The prospect of a loss at the Supreme Court, Cruz said, most likely means “that in the future, a birth certificate wouldn’t be enough proof of citizenship, and that would not just be an issue for the children of immigrants. It would be an issue for all children born in the U.S.”

“All of a sudden, expecting parents would have to prove that they themselves are U.S. citizens or permanent residents or wherever the line is drawn,” she said. “Not everyone is going to have that proof.”

As an example, she said, U.S.-born children of survivors of domestic abuse could have a U.S. citizen father withhold his name from a child’s birth certificate — leaving the child without evidence of their parentage and thus their citizenship.

Lily said that because of Russia’s ongoing war on Ukraine, “I cannot choose to live in Ukraine.” She said her family cannot reside in her husband’s country of origin, citing political persecution there.
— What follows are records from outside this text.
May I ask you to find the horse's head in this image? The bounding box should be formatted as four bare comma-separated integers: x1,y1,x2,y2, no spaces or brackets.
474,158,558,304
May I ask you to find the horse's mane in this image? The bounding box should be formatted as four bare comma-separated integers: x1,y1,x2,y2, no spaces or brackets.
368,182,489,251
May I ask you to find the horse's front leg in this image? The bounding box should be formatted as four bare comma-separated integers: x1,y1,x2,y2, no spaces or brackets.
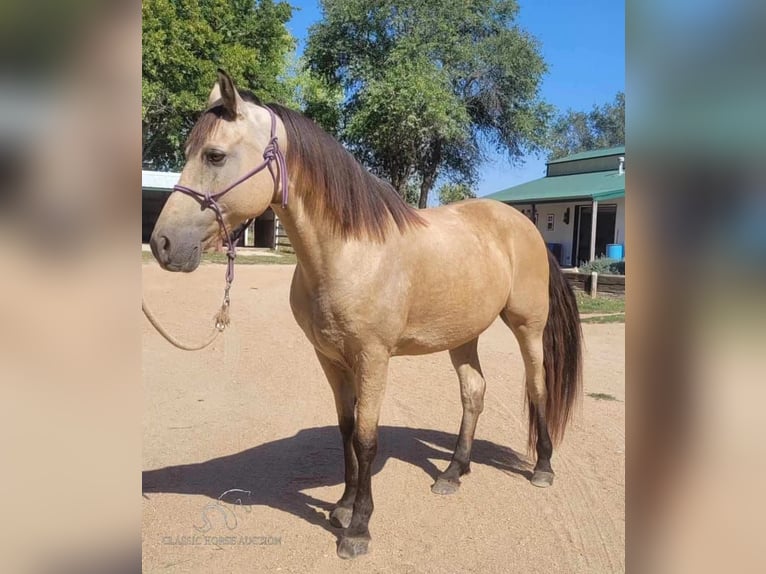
338,352,389,558
317,351,359,528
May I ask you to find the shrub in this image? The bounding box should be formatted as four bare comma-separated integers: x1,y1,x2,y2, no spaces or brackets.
579,257,625,275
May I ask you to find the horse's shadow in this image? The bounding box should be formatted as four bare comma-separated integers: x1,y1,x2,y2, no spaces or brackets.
142,426,532,534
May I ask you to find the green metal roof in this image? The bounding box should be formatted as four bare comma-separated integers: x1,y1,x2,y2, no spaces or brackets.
484,170,625,203
548,145,625,164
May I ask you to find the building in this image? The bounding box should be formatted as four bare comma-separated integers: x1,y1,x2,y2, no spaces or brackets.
141,170,287,249
486,146,625,267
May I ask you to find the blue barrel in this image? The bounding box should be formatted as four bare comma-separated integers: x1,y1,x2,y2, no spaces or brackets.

“I just want to say that I really am thankful to the United States that gave me a shelter here and gave me this opportunity to be safe,” she said. “I understand that I cannot have this life as a U.S. citizen. It doesn’t apply for me, because I’m an alien, but my baby, I think, he deserves it.”

Feasley added, “It’s so important to dispel this idea that U.S. citizen children, infants, born here in the U.S., can automatically provide their parents with citizenship or legal status of any sort. This is just false.”

“In fact, these children cannot sponsor their parents for any form of immigration status for many years, until they are 21, and then at that point, there are numerous requirements of both the parents and their U.S. citizen child who are sponsoring them,” she said, stressing such a scenario is not “automatic.”